Here, Defendants neither identify a statute nor provide an estimate of counsel's billing rate. Defendants thus have not met their burden of showing, by a preponderance of the evidence, that more than $75,000 is at stake in this case. Accordingly, the Court cannot exercise diversity jurisdiction over this matter.
B. Motion for Fees and Costs, (ECF No. 11)
Plaintiff additionally requests the Court impose costs and actual expenses, including attorney's fees, for drafting the instant Motion to Remand. (Mot. Remand 16:10-25). Costs and attorney's fees may be awarded against Defendants if its decision to remove was objectively unreasonable. “Absent unusual circumstances, a court may award costs and attorney's fees under § 1447(c) only where the removing party lacked an objectively reasonable basis for seeking removal.” Grancare, LLC, 889 F.3d at 552 (citing Martin v. Franklin Capital Corp., 546 U.S. 132, 141 (2005)); 28 U.S.C. § 1447(c). Removal is not objectively unreasonable “solely because the removing party's arguments lack merit, or else attorney's fees would always be awarded whenever remand is granted.” Lussier v. Dollar Tree Stores, Inc., 518 F.3d 1062, 1065 (9th Cir. 2008).
Here, Defendants' arguments were misplaced, but not objectively unreasonable as to warrant attorney's fees and costs. See Lussier, 518 F.3d at 1065 (noting that while “[t]here is no question that [the defendant's] arguments were losers[, ] ... removal is not objectively unreasonable solely because the removing party's arguments lack merit, or else attorney's fees would always be awarded whenever remand is granted”); see also Morales v. Gruma Corp., 2013 WL 6018040, *6 (C.D. Cal. Nov. 12, 2013) (declining to award attorneys' fees).

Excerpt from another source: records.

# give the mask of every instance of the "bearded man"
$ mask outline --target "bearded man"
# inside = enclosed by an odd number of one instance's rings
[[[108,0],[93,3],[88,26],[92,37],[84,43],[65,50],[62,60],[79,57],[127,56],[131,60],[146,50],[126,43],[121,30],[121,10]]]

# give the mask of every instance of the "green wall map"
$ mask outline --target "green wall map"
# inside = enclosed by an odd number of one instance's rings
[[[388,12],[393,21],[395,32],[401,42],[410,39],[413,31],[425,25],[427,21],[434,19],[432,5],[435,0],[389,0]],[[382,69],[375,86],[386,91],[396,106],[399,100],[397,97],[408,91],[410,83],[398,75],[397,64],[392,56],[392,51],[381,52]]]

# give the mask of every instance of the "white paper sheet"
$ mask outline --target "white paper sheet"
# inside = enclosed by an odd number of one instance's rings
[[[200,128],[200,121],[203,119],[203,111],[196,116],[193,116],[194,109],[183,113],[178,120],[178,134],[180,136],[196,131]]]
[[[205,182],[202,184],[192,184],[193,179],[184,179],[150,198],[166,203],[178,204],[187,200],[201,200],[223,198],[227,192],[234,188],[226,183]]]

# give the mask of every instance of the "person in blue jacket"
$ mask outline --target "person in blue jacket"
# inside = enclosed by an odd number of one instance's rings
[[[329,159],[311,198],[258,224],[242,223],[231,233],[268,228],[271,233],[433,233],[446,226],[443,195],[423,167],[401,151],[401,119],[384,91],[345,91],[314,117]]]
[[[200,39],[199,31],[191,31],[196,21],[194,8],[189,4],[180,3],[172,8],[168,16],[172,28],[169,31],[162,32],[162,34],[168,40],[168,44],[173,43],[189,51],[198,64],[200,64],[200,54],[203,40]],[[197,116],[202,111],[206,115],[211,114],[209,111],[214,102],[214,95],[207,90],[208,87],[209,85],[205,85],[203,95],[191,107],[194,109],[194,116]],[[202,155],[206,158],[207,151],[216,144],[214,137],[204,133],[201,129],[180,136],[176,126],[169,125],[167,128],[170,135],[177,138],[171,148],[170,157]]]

The Court accordingly denies Plaintiff's request for attorney's fees and costs.
IV. CONCLUSION
IT IS HEREBY ORDERED that Plaintiff's Motion to Remand, (ECF No. 10), is GRANTED.
IT IS FURTHER ORDERED that Plaintiff's Motion for Costs and Fees, (ECF No. 11), is DENIED.
IT IS FURTHER ORDERED that all other motions currently pending before the Court are DENIED as moot.